Here is the execution plan produced by the optimizer.
Limit (actual time=0.066..0.067 rows=1 loops=1)
Buffers: shared hit=5 read=3
-> Sort (actual time=0.065..0.065 rows=1 loops=1)
Sort Key: a.ts DESC
Sort Method: quicksort Memory: 25kB
Buffers: shared hit=5 read=3
-> Nested Loop (actual time=0.057..0.060 rows=2 loops=1)
Buffers: shared hit=5 read=3
-> GroupAggregate (actual time=0.016..0.016 rows=1 loops=1)
Group Key: ta_meta.table_oid
Buffers: shared hit=3
-> Bitmap Heap Scan on ta_meta (actual time=0.010..0.012 rows=3 loops=1)
Recheck Cond: (table_oid = '25705'::oid)
Filter: ((attr_name)::text = ANY ('{ord_no,ord_date,ord_status_cd}'::text[]))
Rows Removed by Filter: 3
Heap Blocks: exact=1
Buffers: shared hit=3
-> Bitmap Index Scan on ta_meta_pk (actual time=0.006..0.006 rows=6 loops=1)
Index Cond: (table_oid = '25705'::oid)
Buffers: shared hit=2
-> Index Scan using total_history_pk on total_history a (actual time=0.019..0.021 rows=2 loops=1)
Index Cond: ((table_oid = ta_meta.table_oid) AND ((pk_val)::text =
'555'::text) AND (ts < '2022-04-12 00:00:00'::timestamp without time
zone))
Buffers: shared hit=2 read=3
Planning:
Buffers: shared hit=21 read=1
Planning Time: 0.455 ms
Execution Time: 0.131 ms
While
accessing the total_history_pk index it visited only 5 blocks (2 blocks
in memory and 3 blocks in the DISK), which is very efficient. I was
astonished by this experiment. As long as you include a primary key value in the predicates of your query, getting historical data set is very fast. It can meet the UX-defined time limits. I incurred a lot of transactions against the table ONLINE_ORDER_TRIGGER,
which caused many rows to be loaded into the table TOTAL_HISTORY, but
when I issued the same query, the number of Index Scan block I/O didn't
rise. Keep in mind that the column order of the index TOTAL_HISTORY_PK is of critical importance. If you put the column TS in the first, the number of block I/Os will skyrocket.

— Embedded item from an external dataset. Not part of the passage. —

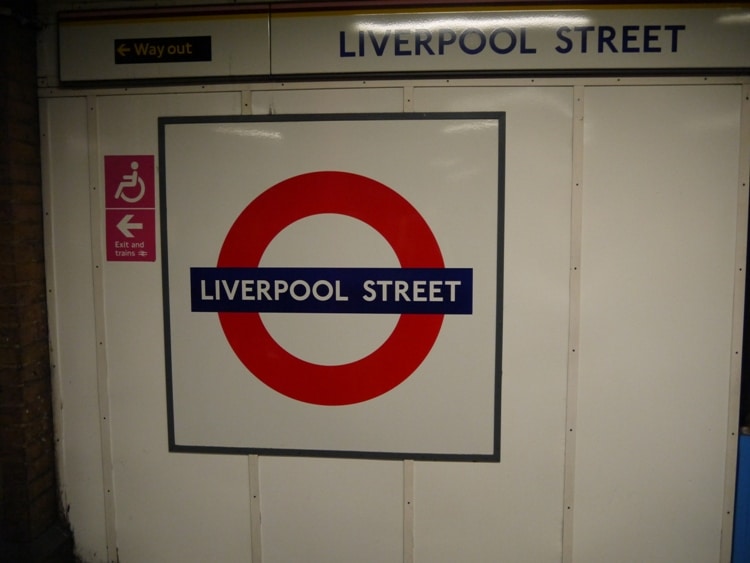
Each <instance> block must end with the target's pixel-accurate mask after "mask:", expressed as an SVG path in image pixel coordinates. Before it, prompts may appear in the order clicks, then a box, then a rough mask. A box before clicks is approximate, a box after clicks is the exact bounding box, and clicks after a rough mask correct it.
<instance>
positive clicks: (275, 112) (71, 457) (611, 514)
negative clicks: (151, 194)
mask: <svg viewBox="0 0 750 563" xmlns="http://www.w3.org/2000/svg"><path fill="white" fill-rule="evenodd" d="M664 80H665V82H667V81H668V80H667V79H664ZM681 80H682V79H681ZM573 82H575V83H577V84H581V81H577V82H576V81H568V82H565V81H562V80H561V81H549V84H552V85H551V86H547V87H541V86H527V85H519V84H520V83H519V82H514V84H516V85H508V84H510V83H509V82H497V83H496V84H494V85H492V84H491V83H490V82H485V83H484V84H486V85H484V86H476V87H470V86H468V85H464V86H455V85H453V83H451V85H446V86H442V85H440V83H437V82H432V83H431V85H430V86H427V85H420V84H419V83H416V84H411V83H410V84H406V83H405V84H404V85H403V86H404V87H403V88H402V87H399V86H392V85H389V84H392V83H382V84H381V85H380V86H378V87H372V85H371V84H369V83H368V84H360V83H358V82H352V83H351V88H349V87H340V86H337V87H332V88H329V87H328V86H329V85H328V84H325V83H323V84H317V85H311V86H309V87H308V86H298V85H292V86H289V85H278V86H274V85H268V86H266V85H263V86H253V85H250V86H247V90H245V91H244V92H242V93H241V92H240V89H241V88H244V86H243V87H236V88H234V87H228V90H227V91H226V92H221V91H219V90H220V87H218V86H215V87H212V88H213V91H212V92H211V93H209V92H200V93H199V92H198V91H197V87H185V91H184V92H183V93H174V91H173V92H172V93H161V94H156V93H155V94H147V93H145V92H147V90H145V89H144V90H139V91H138V93H129V92H124V91H114V90H113V91H111V92H108V91H98V92H94V93H92V94H91V97H90V98H89V100H90V101H93V102H94V104H93V110H92V109H90V108H89V105H88V103H87V99H85V98H83V97H65V96H71V93H70V92H60V93H58V94H54V93H48V94H47V95H49V96H53V95H59V96H60V97H59V98H54V97H49V98H47V99H44V100H42V133H43V135H44V137H43V147H44V149H43V151H44V159H45V163H44V167H45V170H44V179H45V209H46V210H47V211H48V212H49V217H48V220H47V224H46V226H47V239H48V240H47V252H48V275H49V276H50V281H49V283H50V286H51V289H52V292H51V297H50V323H51V330H52V334H51V339H52V345H53V363H54V364H55V366H54V372H53V373H54V384H55V389H56V397H57V400H58V402H57V404H56V405H55V409H56V415H57V416H56V423H57V434H58V438H59V439H60V445H59V447H58V449H59V451H60V453H61V459H60V460H59V466H60V478H61V489H62V496H63V501H64V503H65V504H66V505H70V510H69V512H68V517H69V518H70V522H71V525H72V527H73V530H74V533H75V536H76V543H77V547H78V550H79V552H80V554H81V555H82V557H83V558H84V561H86V562H87V563H88V562H89V561H90V562H92V563H93V562H96V563H99V562H103V561H105V560H106V557H107V551H106V550H107V545H106V542H107V536H108V535H110V536H111V535H114V538H113V539H114V540H115V541H116V545H117V548H118V552H117V554H118V556H119V559H120V561H121V562H122V563H141V562H151V561H153V562H164V563H172V562H178V561H179V562H180V563H183V562H184V563H191V562H196V563H197V562H203V561H221V562H222V563H224V562H229V563H231V562H240V561H243V562H248V561H250V560H251V549H252V550H253V551H254V552H255V554H256V559H253V563H261V562H259V561H257V555H259V554H260V552H261V551H262V563H269V562H270V563H294V562H304V563H329V562H339V561H342V562H348V561H357V562H363V563H370V562H371V563H389V562H394V563H395V562H401V561H402V560H404V559H406V560H407V561H409V560H410V557H411V555H412V553H411V552H410V551H409V547H410V542H409V540H408V538H407V541H406V544H405V542H404V526H406V533H407V535H408V533H409V532H410V531H411V528H410V526H411V524H412V523H411V522H409V521H405V520H404V513H405V511H404V506H403V495H404V494H405V491H408V494H411V491H412V485H413V494H414V497H413V498H414V505H413V511H414V512H413V514H414V522H413V526H414V527H413V532H414V552H413V555H414V557H413V560H414V561H415V562H416V563H426V562H429V563H442V562H446V563H447V562H451V563H453V562H455V561H471V562H474V561H477V562H483V561H500V560H502V561H520V562H524V561H529V562H533V563H543V562H550V563H551V562H559V561H561V559H562V557H563V553H564V551H565V547H566V546H563V529H562V528H563V520H564V518H563V513H564V510H565V508H566V507H565V504H564V502H565V501H564V499H565V492H566V491H565V490H564V475H565V471H566V470H567V471H575V481H574V484H575V489H574V493H575V494H574V497H573V500H574V502H573V509H574V514H575V516H574V517H573V518H572V520H570V519H566V520H565V521H566V523H568V522H571V521H572V523H573V524H574V528H573V533H572V535H569V534H568V535H566V537H567V538H569V537H572V538H573V550H572V553H573V557H572V560H573V561H575V563H588V562H591V563H598V562H600V561H607V562H608V563H610V562H611V563H618V562H623V563H624V562H631V561H649V562H650V561H655V562H657V561H658V562H659V563H662V562H673V561H674V562H679V563H690V562H695V563H706V562H711V561H718V560H719V543H720V538H721V534H722V529H721V526H722V511H723V508H722V503H723V500H724V488H725V479H724V475H725V473H724V472H725V467H724V462H725V459H726V451H725V450H726V443H727V436H726V432H727V428H726V425H727V418H728V412H727V410H728V396H729V379H730V359H731V354H732V350H731V348H730V342H731V336H732V334H731V329H732V320H733V317H732V315H733V311H732V306H733V305H732V299H733V291H734V287H733V280H734V268H735V264H734V260H735V241H736V237H737V233H736V229H737V223H736V216H737V187H738V172H737V170H738V163H739V161H740V158H747V155H740V154H739V142H740V133H739V124H740V104H741V87H740V86H738V85H716V84H714V85H703V84H700V85H687V84H685V81H684V80H682V81H679V80H678V81H676V82H675V83H674V85H672V86H637V85H633V86H622V85H618V86H598V87H591V86H587V87H586V88H585V96H584V100H583V110H584V123H585V132H584V137H585V139H584V141H585V142H584V143H583V146H581V143H577V145H576V146H573V142H574V134H573V132H574V123H573V120H574V117H573V108H574V89H573V86H572V85H571V84H572V83H573ZM642 82H643V83H650V84H654V82H653V81H650V80H647V79H644V80H643V81H642ZM597 83H601V82H597ZM611 83H612V84H614V80H612V81H611ZM503 84H504V85H503ZM347 86H348V85H347ZM258 87H260V88H264V90H255V89H254V88H258ZM231 88H234V89H233V90H232V89H231ZM581 89H582V87H578V88H577V91H580V90H581ZM154 92H156V90H154ZM105 94H106V95H105ZM577 107H580V106H577ZM404 109H406V110H407V111H416V112H440V111H503V112H506V118H507V122H506V126H507V129H506V139H507V146H506V156H505V163H506V171H505V191H506V194H505V196H506V199H505V245H504V264H505V279H504V303H503V328H504V332H503V365H502V369H503V376H502V387H503V389H502V413H501V414H502V416H501V429H500V432H501V462H500V463H472V464H469V463H455V462H452V463H443V462H417V463H415V464H414V466H413V468H414V473H413V475H414V481H413V483H412V482H411V481H410V480H409V479H407V481H406V482H405V481H404V474H405V473H406V474H407V475H409V476H410V475H411V467H412V466H411V465H409V468H410V469H409V471H408V472H405V471H404V466H403V464H402V463H400V462H390V461H374V460H361V459H309V458H307V459H306V458H284V457H261V458H260V459H259V493H260V495H259V496H260V510H261V513H262V524H261V526H260V533H259V530H258V529H257V527H256V528H254V529H253V530H252V531H253V535H254V537H260V538H261V539H262V550H261V549H260V546H259V545H257V544H256V545H251V539H250V538H251V506H253V507H257V504H251V499H250V483H251V479H254V472H253V471H250V472H249V471H248V460H247V458H246V457H244V456H227V455H207V454H205V455H202V454H177V453H169V452H168V438H167V413H166V405H167V402H166V389H165V366H164V360H165V353H164V341H163V318H162V313H163V309H162V286H161V283H162V278H161V260H160V253H161V249H160V247H158V246H157V248H159V250H158V254H157V260H156V262H106V261H105V257H104V255H103V251H104V244H103V237H104V224H103V221H104V217H105V216H104V213H103V210H104V200H103V197H102V196H101V195H100V196H96V195H93V196H92V192H91V190H90V186H91V182H93V183H94V184H96V185H98V186H102V185H103V179H104V170H103V162H104V156H105V155H149V154H152V155H156V154H157V151H158V142H157V141H158V140H157V132H158V131H157V122H156V119H157V117H159V116H168V115H171V116H176V115H182V116H185V115H228V114H234V115H238V114H240V113H242V112H244V113H249V112H252V113H254V114H269V113H279V114H281V113H284V114H291V113H336V112H341V113H346V112H357V113H373V112H399V111H403V110H404ZM89 119H96V123H97V124H98V127H97V129H96V130H94V129H93V128H89V127H88V126H87V123H89V121H88V120H89ZM90 123H94V122H93V121H92V122H90ZM212 150H214V147H211V146H206V147H205V151H206V153H207V154H209V155H210V154H211V151H212ZM576 150H583V184H584V190H583V198H582V202H583V215H582V216H583V223H582V226H581V225H580V224H571V211H572V210H571V200H572V196H571V185H572V178H573V177H574V175H575V174H577V173H578V172H580V168H581V166H580V165H579V164H578V163H579V162H580V161H577V160H576V159H575V158H574V154H578V153H576V152H575V151H576ZM89 171H95V173H94V174H93V176H94V177H93V178H89ZM97 174H98V176H97ZM157 177H158V170H157ZM206 189H207V190H210V191H212V193H216V194H217V197H220V196H221V186H220V183H212V184H210V185H207V186H206ZM97 197H98V198H99V204H98V206H97V204H96V203H95V204H94V205H95V207H94V208H92V207H91V205H92V202H96V201H97ZM157 206H158V202H157ZM92 213H93V216H94V217H95V218H96V217H100V218H101V221H102V224H94V225H93V226H92V224H91V216H92ZM157 216H158V214H157ZM573 216H574V217H577V215H576V214H573ZM576 223H578V221H576ZM579 229H582V237H583V238H582V240H583V246H582V260H583V262H582V270H581V278H580V279H581V291H580V295H581V303H580V314H581V315H580V318H581V325H580V344H581V346H580V349H579V352H580V369H579V373H578V379H577V381H578V387H575V386H574V385H573V386H571V384H573V383H575V382H576V378H575V377H571V378H569V374H568V373H567V370H568V365H569V346H568V337H569V336H568V335H569V329H571V326H570V323H571V320H570V319H571V315H570V314H569V307H570V306H571V292H570V267H571V242H572V241H573V244H576V243H575V240H576V238H575V237H576V236H577V235H578V234H579V232H581V231H579ZM742 236H743V233H741V234H740V238H741V237H742ZM157 237H158V230H157ZM476 244H477V245H482V244H483V241H481V240H478V241H476ZM92 248H93V251H92ZM96 264H100V265H101V268H100V269H97V268H96ZM97 292H100V293H101V294H98V293H97ZM573 297H574V298H573V299H572V301H573V303H572V306H573V308H574V313H575V312H576V310H575V308H576V307H577V303H576V299H575V297H576V296H575V295H574V296H573ZM97 303H99V304H100V307H99V308H97V307H96V306H95V304H97ZM572 318H573V319H574V321H573V322H575V319H576V318H577V317H576V316H575V315H573V316H572ZM573 328H576V329H577V328H578V326H577V325H576V326H575V327H573ZM99 341H101V342H102V347H103V349H104V353H103V354H102V353H101V352H100V353H99V355H97V342H99ZM455 353H456V354H457V355H459V356H460V355H461V354H462V353H464V351H462V350H456V351H455ZM102 358H104V359H105V360H106V362H103V361H102ZM97 361H98V362H99V370H98V371H97ZM102 383H104V384H106V385H105V387H106V390H107V393H108V394H107V395H106V396H104V397H102V396H101V395H100V394H99V393H98V389H101V388H102ZM569 393H575V394H577V412H573V413H570V414H571V417H570V418H567V419H566V405H568V404H569V405H571V406H575V405H576V401H571V402H570V403H568V402H567V397H568V394H569ZM100 407H103V408H104V410H105V411H108V416H109V420H108V421H106V423H102V420H101V417H100V414H101V413H100ZM576 418H577V424H576V434H575V436H576V451H575V457H573V456H572V454H571V451H570V450H569V451H568V456H567V461H568V463H569V465H568V466H567V467H566V450H565V447H566V444H565V439H566V434H567V431H568V429H567V426H566V420H571V421H572V420H576ZM101 429H103V430H104V432H105V434H104V435H102V434H101V432H100V430H101ZM102 436H103V437H104V438H105V440H104V443H105V444H106V443H107V442H108V440H107V439H106V438H107V437H108V436H109V437H111V451H102V448H101V444H102ZM110 461H111V464H112V472H111V475H109V473H108V472H107V471H103V470H102V467H103V466H104V467H105V469H106V468H107V467H108V462H110ZM251 466H252V463H251ZM110 477H111V478H112V479H111V482H112V483H113V490H114V499H113V501H112V502H109V503H108V502H105V498H107V497H106V495H105V489H106V488H107V484H106V483H107V482H108V479H109V478H110ZM252 482H253V483H254V480H253V481H252ZM567 492H568V493H570V489H568V490H567ZM406 513H407V514H408V513H409V511H406ZM255 515H256V516H257V514H255ZM255 522H256V523H257V519H256V520H255ZM105 524H109V525H113V526H114V528H113V529H114V532H113V531H112V529H111V528H108V526H107V525H105ZM566 530H567V531H569V530H570V529H569V528H566ZM566 545H567V544H566ZM404 552H405V553H404Z"/></svg>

From this experiment I did, I came to a conclusion that the metadata driven approach to handling historical data can meet the UX-defined time limits as long as we use the primary key value in the where clause.
Conclusion
If you always query againt a table using primary key values in the where clause, the metadata-driven approach to storing historical data is acceptable in terms of performance.
The downside of the approach is as follows:
1. Even though we can reduce the number of tables for historical data dramatically, we need more disk space in the long run.
2. It requires sophisticated index strategy and advanced-level query writers.
3. If you do not use a primary key value in the where clause, you will see an hourglass.
The advantage of the approach is as follows:
1.
It is very flexible so that you don't have to do anything against the
table for historical data when a column is added or dropped in the base
table.
Footnote
About
10 years ago I had taken a data modeling course offered by ENCORE. The
data model features presented at the start of this note were provided at
the course. The instructor's name was Jang HeeSik. I rarely used the
metadata-driven model in my career.
Addendum
The TO-BE model is based on the business requirement that the primary key value is never modified.
Added on 9, APRIL
I am afraid the conclusion I made was not reasonable. It was very hasty. I did not take the insert operation into account. If there are many inserts in base tables, the database system will not be able to handle contention in the table TOTAL_HISTORY. Surely, tests with real application transactions will be able to tell whether the TO-BE model is feasable. I have a hunch that the meta-data driven model can not take care of contention incurred by insert operations.